How to prepare for NIS2 in Bulgaria
- Check if you are likely in scope: map your services and customers against NIS2 sectors and size thresholds.
- Perform a gap assessment: compare your current controls to NIS2 requirements for risk management, incident handling and governance.
- Strengthen governance: define clear roles for cybersecurity, assign board-level accountability and ensure regular reporting.
- Prepare for registration: collect organisational and contact information that will be required when Bulgaria launches its NIS2 registries.

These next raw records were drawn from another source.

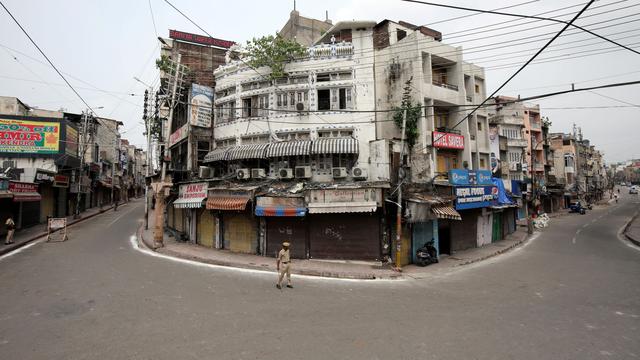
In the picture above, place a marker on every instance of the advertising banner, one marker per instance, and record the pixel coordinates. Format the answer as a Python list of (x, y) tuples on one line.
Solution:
[(447, 140), (18, 136), (200, 112), (472, 197)]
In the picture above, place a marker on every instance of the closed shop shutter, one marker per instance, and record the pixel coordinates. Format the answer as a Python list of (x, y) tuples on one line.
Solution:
[(291, 229), (464, 233), (344, 236), (240, 233), (47, 204), (206, 228)]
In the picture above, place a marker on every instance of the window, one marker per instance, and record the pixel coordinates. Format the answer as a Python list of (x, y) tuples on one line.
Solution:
[(400, 34), (324, 99)]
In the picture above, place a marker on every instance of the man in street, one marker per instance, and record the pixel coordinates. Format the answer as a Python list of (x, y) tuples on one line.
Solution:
[(283, 264), (11, 228)]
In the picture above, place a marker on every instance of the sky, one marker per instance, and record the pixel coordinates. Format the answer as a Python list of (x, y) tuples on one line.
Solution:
[(101, 46)]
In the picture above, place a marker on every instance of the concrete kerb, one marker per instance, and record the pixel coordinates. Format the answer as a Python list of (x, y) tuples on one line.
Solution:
[(8, 249)]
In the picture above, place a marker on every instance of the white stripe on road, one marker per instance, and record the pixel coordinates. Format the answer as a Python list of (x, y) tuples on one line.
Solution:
[(133, 239)]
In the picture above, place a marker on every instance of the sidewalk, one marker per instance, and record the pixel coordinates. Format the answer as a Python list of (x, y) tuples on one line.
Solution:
[(632, 231), (24, 236), (327, 268)]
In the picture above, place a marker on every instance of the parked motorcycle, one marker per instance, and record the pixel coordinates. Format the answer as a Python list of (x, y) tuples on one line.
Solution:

- Improve incident readiness: set up monitoring, logging, incident response playbooks and escalation paths to the national CSIRT.
- Review third-party risk: update supplier contracts to include security obligations, audit rights and incident-notification clauses.
- Align with a recognised framework: begin or strengthen implementation of an ISMS based on ISO 27001 or an equivalent framework.
- Train staff: run awareness campaigns and exercises so employees recognise and respond correctly to cyber incidents.